Climate change is a global problem but unfortunately it is one that will affect our country the most. The Global Climate Risk Index 2018 report put Pakistan as the 7th most vulnerable country to climate change. Pakistan is getting recurrently affected from extreme weather events. The super floods of 2010 placed Pakistan on the top slot among the countries most affected by climate change as it lost US $25.3 billion and 5.4 per cent of the GDP. Most parts of our country are not stranger to scorching heat spells in summer months. However, temperature in Nawabshah was recorded above 50°C recently, which is the highest recorded April temperature anywhere on the planet ever since meteorological data began to be maintained. The development though expected (and predicted by the Met Office) is an eye opener for the policy makers. The little debate in mainstream media and power circles over something as serious as climate change is another matter of concern.
Weather experts say that record temperatures in Pakistan and deadly storms in India are an indication that more extreme weather events are happening globally owing to climate change. Amid flash-floods in the East and Horn of Africa and sand and dust storms in the Arabian Gulf, storms in northern India reportedly left more than 100 dead. The abnormally high temperature in Nawabshah is not a standalone weather phenomenon; rather it is linked to many other events last month that represent a cataclysmic sign as a result of climate change.

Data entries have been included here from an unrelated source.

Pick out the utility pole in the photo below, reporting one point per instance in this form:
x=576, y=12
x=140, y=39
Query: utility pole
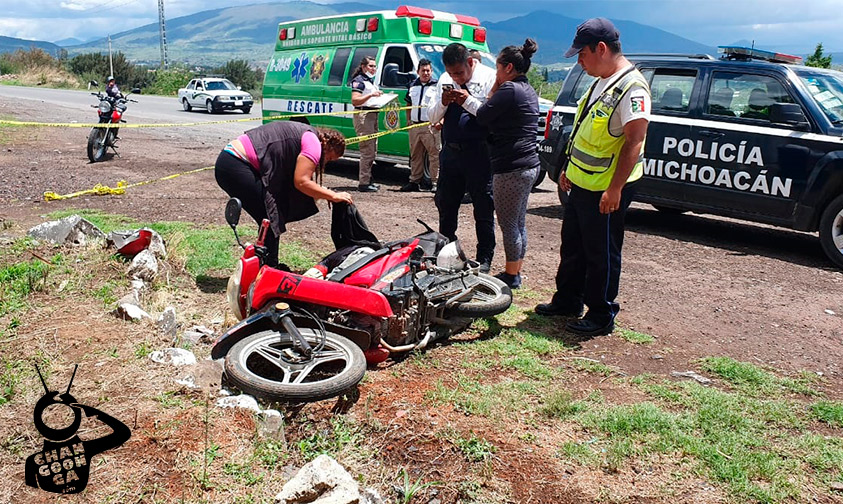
x=162, y=33
x=110, y=61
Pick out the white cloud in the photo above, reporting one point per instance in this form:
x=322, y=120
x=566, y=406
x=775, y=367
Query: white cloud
x=72, y=6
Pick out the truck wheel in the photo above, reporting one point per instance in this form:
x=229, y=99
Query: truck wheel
x=831, y=230
x=669, y=210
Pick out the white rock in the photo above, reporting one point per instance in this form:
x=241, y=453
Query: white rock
x=131, y=311
x=371, y=496
x=167, y=322
x=188, y=381
x=173, y=357
x=242, y=401
x=322, y=481
x=72, y=229
x=156, y=245
x=144, y=266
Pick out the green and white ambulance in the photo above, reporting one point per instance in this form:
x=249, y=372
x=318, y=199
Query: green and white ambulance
x=314, y=59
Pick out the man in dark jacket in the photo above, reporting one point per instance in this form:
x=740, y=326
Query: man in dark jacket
x=464, y=160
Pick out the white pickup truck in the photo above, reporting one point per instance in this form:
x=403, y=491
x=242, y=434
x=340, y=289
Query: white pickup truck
x=214, y=95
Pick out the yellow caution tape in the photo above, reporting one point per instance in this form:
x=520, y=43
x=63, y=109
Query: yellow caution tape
x=120, y=188
x=349, y=141
x=102, y=190
x=174, y=125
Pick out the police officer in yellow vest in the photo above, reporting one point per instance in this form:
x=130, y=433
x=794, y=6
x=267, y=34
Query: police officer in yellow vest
x=605, y=159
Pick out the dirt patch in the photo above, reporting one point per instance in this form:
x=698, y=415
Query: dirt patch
x=700, y=286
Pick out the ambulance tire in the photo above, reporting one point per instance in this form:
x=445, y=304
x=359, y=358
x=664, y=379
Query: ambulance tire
x=831, y=231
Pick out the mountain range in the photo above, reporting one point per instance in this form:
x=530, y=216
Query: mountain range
x=215, y=36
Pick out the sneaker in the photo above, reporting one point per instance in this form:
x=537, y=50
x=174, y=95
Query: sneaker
x=552, y=310
x=513, y=281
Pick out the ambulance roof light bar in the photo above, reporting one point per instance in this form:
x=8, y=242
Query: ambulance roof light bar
x=738, y=52
x=410, y=11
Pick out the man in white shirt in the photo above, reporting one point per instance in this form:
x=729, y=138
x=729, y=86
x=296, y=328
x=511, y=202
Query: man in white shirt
x=605, y=160
x=422, y=139
x=464, y=160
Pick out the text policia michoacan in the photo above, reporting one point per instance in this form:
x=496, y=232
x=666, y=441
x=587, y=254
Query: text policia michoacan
x=741, y=154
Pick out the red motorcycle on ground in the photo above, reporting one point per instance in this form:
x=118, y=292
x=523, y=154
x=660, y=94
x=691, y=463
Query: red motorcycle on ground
x=110, y=110
x=309, y=337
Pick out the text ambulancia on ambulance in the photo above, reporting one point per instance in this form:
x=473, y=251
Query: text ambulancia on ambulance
x=751, y=135
x=314, y=60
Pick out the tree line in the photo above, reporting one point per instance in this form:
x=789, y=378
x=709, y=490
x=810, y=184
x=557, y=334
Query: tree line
x=95, y=66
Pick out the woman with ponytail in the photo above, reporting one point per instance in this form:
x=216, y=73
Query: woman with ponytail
x=271, y=169
x=511, y=113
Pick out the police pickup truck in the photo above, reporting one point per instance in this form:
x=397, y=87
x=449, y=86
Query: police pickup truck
x=752, y=135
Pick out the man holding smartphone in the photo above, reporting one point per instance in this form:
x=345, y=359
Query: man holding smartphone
x=464, y=160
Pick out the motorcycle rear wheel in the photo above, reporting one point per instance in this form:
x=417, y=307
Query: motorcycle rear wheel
x=489, y=298
x=96, y=144
x=254, y=366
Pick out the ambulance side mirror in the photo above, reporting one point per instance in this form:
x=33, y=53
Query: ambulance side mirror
x=393, y=78
x=790, y=114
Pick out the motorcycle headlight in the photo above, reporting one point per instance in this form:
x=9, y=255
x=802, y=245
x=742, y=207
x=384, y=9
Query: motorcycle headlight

As far as steps taken by government to tackle the threat of climate change are concerned, the recent approval of the National Water Policy (NWP) is a welcome step. The policy acknowledges the need to adopt the NWP with an initial target of increasing storage capacity from existing 14 million acre feet (MAF) by immediately starting the construction of 6.4 MAF Diamer-Bhasha dam which had already been cleared by the CCI back in 2009. The policy aims at planning, regulating, developing, coordinating and managing water resources in the country. Managing water resources will become even more important in the coming years as affects of climate change tighten their grip on the country. However long term policy decisions and international support will be needed to ensure that damage from climate change related changes is minimized in Pakistan.